Sorry for the possibly misleading title of this post. Couln't really think of anything better at the moment.

Anyway, I have a site set up that allows users to search our customer database. I have a separate section of this site listed under a "reports" directory, which is used to generate billing reports, subscriber counts, etc. Apparently our users are confused about having to type in the reports folder on the url: http://maindomain/reports/.

I'm wondering if there is a way to create a new domain that points to that specific folder.

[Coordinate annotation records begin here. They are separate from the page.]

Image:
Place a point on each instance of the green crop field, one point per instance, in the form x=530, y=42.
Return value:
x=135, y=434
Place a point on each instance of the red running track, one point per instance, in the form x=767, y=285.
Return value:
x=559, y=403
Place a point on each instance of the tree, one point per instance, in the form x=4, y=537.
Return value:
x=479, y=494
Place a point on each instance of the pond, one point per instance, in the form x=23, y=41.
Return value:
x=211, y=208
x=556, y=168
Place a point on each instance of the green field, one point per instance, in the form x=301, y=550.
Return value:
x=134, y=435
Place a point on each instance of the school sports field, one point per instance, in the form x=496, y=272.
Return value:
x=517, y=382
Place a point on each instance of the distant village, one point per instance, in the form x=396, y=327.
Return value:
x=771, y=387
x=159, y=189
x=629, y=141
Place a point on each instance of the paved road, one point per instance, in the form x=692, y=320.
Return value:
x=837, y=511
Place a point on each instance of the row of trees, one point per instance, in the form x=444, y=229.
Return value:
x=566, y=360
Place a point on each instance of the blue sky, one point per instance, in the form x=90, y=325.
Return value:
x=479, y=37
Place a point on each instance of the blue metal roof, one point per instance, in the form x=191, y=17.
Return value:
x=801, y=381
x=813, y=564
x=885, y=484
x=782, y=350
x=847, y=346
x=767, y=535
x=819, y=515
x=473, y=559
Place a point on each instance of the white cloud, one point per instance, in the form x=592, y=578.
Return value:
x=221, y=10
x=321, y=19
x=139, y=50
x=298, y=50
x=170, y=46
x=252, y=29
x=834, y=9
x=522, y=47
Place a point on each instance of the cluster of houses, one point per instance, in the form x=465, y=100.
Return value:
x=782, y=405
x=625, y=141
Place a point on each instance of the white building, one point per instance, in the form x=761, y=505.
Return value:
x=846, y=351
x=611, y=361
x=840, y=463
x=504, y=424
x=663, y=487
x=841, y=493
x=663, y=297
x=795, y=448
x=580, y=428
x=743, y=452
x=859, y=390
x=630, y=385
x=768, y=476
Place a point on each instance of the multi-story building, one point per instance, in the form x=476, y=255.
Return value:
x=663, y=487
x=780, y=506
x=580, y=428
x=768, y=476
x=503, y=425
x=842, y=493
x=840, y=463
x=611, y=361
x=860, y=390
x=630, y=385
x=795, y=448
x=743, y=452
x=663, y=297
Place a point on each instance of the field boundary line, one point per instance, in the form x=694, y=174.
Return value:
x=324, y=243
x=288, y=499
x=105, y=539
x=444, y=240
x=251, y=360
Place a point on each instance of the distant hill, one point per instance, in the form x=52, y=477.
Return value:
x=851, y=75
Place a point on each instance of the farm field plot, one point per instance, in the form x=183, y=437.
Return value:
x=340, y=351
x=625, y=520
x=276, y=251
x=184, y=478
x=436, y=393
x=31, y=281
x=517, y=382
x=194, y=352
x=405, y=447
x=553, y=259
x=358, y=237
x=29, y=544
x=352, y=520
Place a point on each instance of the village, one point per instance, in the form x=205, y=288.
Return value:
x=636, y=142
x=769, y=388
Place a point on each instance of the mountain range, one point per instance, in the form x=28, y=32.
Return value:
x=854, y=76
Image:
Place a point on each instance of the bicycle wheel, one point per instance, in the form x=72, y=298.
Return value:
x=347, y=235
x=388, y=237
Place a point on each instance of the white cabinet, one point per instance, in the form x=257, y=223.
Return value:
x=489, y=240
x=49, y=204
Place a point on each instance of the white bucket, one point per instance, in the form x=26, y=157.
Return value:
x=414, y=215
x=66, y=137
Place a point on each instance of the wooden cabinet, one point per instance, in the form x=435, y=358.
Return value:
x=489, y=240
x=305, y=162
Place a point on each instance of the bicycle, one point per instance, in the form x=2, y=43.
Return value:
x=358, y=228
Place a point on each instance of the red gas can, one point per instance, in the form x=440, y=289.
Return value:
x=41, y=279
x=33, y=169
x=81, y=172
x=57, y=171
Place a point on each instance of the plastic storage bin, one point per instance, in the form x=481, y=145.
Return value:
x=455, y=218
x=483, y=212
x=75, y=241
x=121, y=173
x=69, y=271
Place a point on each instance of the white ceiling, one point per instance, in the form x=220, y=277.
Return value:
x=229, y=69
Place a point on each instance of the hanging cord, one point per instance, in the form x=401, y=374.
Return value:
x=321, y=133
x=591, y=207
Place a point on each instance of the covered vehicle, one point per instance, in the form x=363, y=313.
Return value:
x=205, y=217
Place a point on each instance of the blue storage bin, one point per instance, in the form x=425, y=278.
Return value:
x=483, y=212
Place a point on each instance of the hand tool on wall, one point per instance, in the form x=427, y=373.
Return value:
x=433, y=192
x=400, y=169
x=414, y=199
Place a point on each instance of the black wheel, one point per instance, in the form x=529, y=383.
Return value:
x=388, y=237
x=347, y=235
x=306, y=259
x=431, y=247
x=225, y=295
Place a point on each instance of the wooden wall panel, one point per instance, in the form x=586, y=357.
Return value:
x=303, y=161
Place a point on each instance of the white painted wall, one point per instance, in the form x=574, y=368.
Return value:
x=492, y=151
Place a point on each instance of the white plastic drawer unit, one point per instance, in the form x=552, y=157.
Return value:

In other words, users go to http://reportsdomain/ which would be an alias for http://maindomain/reports/. The solutions that I've considered are as follows:

  1. Create a new site in IIS that points to the reports folder (which is a sub folder in the other site... seems like a bad practice since then two seperate IIS sites will be doing caching for that site, maintaining session/application state, etc).
  2. Build a IIS module to do URL rewriting

Of those two options, I'd probably go with 2 before 1. Any other ways to do this that I'm not thinking of?

Thanks in advance for your help.

Respectfully,

Chris

+3  A: 
  • Option 2 would be more ideal than the extra overhead of having two sites.

Using the Microsoft URL Rewrite Module for IIS 7.0

Chris Ballance
+1  A: 

It would also be possible to handle this at the DNS level.

JP Alioto
+1  A: 

If you're okay with the user typing in the main URL and then being forwarded to the new URL, you just set up the http://maindomain site in IIS and then on the "Home Directory" page, set it to forward to http://maindomain/reports/.

While this isn't as clean as the URL re-writing option, it's painless to enable, and it seems like this might be the option you're looking for.